You are viewing a plain text version of this content. The canonical link for it is here.

Posted to user@spark.apache.org by Jerry Lam <ch...@gmail.com> on 2015/10/22 18:00:59 UTC

Spark SQL: Issues with using DirectParquetOutputCommitter with APPEND mode and OVERWRITE mode

Hi Spark users and developers,

I read the ticket [SPARK-8578] (Should ignore user defined output committer
when appending data) which ignore DirectParquetOutputCommitter if append
mode is selected. The logic was that it is unsafe to use because it is not
possible to revert a failed job in append mode using
DirectParquetOutputCommitter. I think wouldn't it better to allow users to
use it at their own risk? Say, if you use DirectParquetOutputCommitter with
append mode, the job fails immediately when a task fails. The user can then
choose to reprocess the job entirely which is not a big deal since failure
is rare in most cases. Another approach is to provide at least once-task
semantic for append mode using DirectParquetOutputCommitter.
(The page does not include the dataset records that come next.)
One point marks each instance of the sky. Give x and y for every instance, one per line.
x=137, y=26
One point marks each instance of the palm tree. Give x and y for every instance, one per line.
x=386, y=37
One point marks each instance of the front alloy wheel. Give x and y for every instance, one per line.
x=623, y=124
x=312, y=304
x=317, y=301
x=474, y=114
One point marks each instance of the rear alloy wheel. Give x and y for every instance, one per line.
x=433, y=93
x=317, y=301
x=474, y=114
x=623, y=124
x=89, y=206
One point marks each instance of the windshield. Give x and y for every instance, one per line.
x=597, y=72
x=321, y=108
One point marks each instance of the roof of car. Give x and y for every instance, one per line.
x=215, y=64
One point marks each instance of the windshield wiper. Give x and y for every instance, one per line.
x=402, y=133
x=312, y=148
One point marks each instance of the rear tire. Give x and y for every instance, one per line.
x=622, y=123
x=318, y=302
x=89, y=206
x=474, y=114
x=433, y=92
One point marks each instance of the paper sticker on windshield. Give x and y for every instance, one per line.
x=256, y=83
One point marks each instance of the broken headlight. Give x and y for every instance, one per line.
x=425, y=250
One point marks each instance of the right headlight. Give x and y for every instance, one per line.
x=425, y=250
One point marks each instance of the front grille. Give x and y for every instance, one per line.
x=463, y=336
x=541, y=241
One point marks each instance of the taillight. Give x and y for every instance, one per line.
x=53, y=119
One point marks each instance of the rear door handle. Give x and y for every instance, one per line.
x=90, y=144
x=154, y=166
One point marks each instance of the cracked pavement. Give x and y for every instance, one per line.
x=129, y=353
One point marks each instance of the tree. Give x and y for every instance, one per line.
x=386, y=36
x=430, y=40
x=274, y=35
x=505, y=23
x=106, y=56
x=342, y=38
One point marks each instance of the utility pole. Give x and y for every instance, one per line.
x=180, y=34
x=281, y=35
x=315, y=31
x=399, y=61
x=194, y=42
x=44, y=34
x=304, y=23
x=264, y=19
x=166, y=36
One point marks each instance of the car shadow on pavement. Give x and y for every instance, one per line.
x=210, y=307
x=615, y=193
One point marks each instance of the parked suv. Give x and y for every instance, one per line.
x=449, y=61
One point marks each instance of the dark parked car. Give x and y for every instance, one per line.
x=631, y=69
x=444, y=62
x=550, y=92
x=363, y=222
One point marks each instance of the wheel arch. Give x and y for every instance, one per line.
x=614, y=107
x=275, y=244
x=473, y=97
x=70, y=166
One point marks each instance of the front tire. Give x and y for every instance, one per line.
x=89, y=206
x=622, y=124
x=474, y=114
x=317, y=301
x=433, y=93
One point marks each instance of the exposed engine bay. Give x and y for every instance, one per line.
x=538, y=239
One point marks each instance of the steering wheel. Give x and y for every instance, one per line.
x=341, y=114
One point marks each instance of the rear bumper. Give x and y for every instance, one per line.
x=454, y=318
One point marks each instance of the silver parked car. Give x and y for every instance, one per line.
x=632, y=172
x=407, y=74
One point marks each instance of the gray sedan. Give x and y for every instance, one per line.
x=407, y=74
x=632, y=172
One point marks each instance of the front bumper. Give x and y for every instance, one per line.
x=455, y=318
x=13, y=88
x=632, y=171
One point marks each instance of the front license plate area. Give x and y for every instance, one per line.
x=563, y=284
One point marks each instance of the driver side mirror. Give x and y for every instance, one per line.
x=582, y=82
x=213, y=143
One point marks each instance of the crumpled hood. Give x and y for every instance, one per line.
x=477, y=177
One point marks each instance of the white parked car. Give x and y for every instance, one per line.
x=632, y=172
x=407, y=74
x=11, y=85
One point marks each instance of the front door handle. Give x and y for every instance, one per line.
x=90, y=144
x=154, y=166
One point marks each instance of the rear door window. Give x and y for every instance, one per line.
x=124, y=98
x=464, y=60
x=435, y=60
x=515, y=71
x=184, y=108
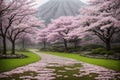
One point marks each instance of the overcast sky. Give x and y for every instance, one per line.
x=41, y=2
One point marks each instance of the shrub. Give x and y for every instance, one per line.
x=98, y=51
x=89, y=47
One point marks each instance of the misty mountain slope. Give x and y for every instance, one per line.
x=55, y=8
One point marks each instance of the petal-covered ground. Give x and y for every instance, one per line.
x=52, y=67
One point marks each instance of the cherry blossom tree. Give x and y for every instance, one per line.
x=12, y=12
x=25, y=39
x=103, y=19
x=42, y=37
x=60, y=29
x=27, y=25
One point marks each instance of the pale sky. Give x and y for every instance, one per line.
x=41, y=2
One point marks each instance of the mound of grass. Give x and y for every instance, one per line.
x=110, y=64
x=9, y=64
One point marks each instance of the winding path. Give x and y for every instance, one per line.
x=48, y=68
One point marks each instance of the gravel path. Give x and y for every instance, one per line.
x=48, y=68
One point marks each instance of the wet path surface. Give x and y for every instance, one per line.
x=52, y=67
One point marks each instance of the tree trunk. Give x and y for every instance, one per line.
x=108, y=45
x=65, y=44
x=13, y=47
x=4, y=46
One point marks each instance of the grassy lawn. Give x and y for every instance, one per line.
x=8, y=64
x=110, y=64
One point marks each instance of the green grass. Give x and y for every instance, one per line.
x=110, y=64
x=9, y=64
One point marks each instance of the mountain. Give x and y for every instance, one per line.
x=55, y=8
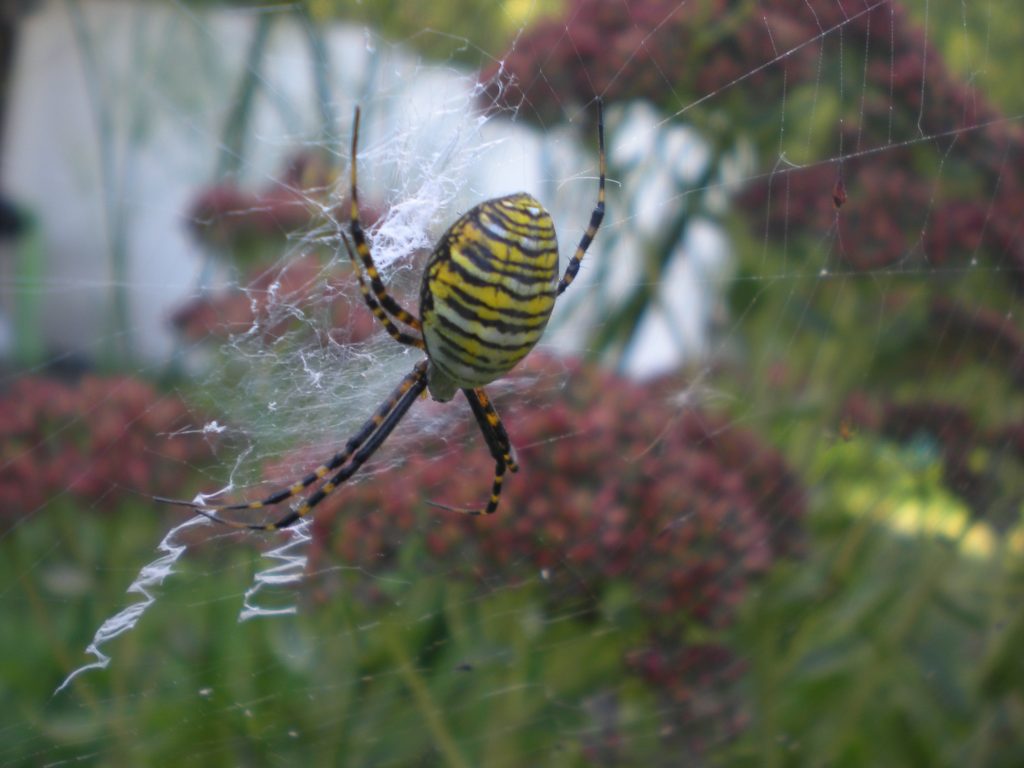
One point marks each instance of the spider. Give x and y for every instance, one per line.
x=485, y=296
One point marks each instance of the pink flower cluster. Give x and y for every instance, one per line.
x=95, y=439
x=730, y=57
x=620, y=484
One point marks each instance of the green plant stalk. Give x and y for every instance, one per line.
x=30, y=269
x=424, y=701
x=121, y=343
x=237, y=125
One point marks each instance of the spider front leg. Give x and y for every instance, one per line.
x=596, y=217
x=381, y=296
x=501, y=451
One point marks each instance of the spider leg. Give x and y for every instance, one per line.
x=396, y=333
x=492, y=427
x=595, y=218
x=363, y=248
x=358, y=449
x=501, y=450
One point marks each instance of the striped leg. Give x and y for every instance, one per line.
x=363, y=248
x=501, y=450
x=385, y=320
x=358, y=449
x=492, y=427
x=595, y=218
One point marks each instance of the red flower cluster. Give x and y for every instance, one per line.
x=302, y=281
x=96, y=439
x=229, y=216
x=620, y=485
x=739, y=55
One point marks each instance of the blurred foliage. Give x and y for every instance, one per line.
x=467, y=31
x=883, y=647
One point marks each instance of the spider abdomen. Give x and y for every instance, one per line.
x=487, y=292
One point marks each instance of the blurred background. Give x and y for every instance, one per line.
x=772, y=445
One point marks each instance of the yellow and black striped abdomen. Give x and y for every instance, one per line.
x=487, y=292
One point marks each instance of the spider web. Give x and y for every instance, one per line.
x=770, y=445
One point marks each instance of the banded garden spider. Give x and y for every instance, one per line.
x=486, y=293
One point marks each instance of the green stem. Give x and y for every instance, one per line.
x=414, y=681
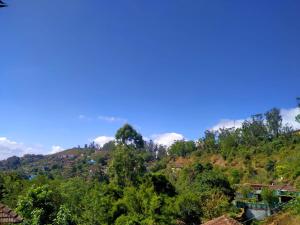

This will end
up having duplicate records but for some applications, this is fine.

The second issue is that  the assumption that Overwrite mode works with
DirectParquetOutputCommitter for all cases is wrong at least from the
perspective of using it with s3. S3 provides eventual consistency for
overwrite PUTS and DELETES. So if you attempt to delete a directory and
then create the same directory again in a split of a second. The chance you
hit org.apache.hadoop.fs.FileAlreadyExistsException is very high because
deletes don't immediately and creating the same file before it is deleted
will result with the above exception. Might I propose to change the code
such that it will actually OVERWRITE the file instead of a delete following
by a create?

Best Regards,

Jerry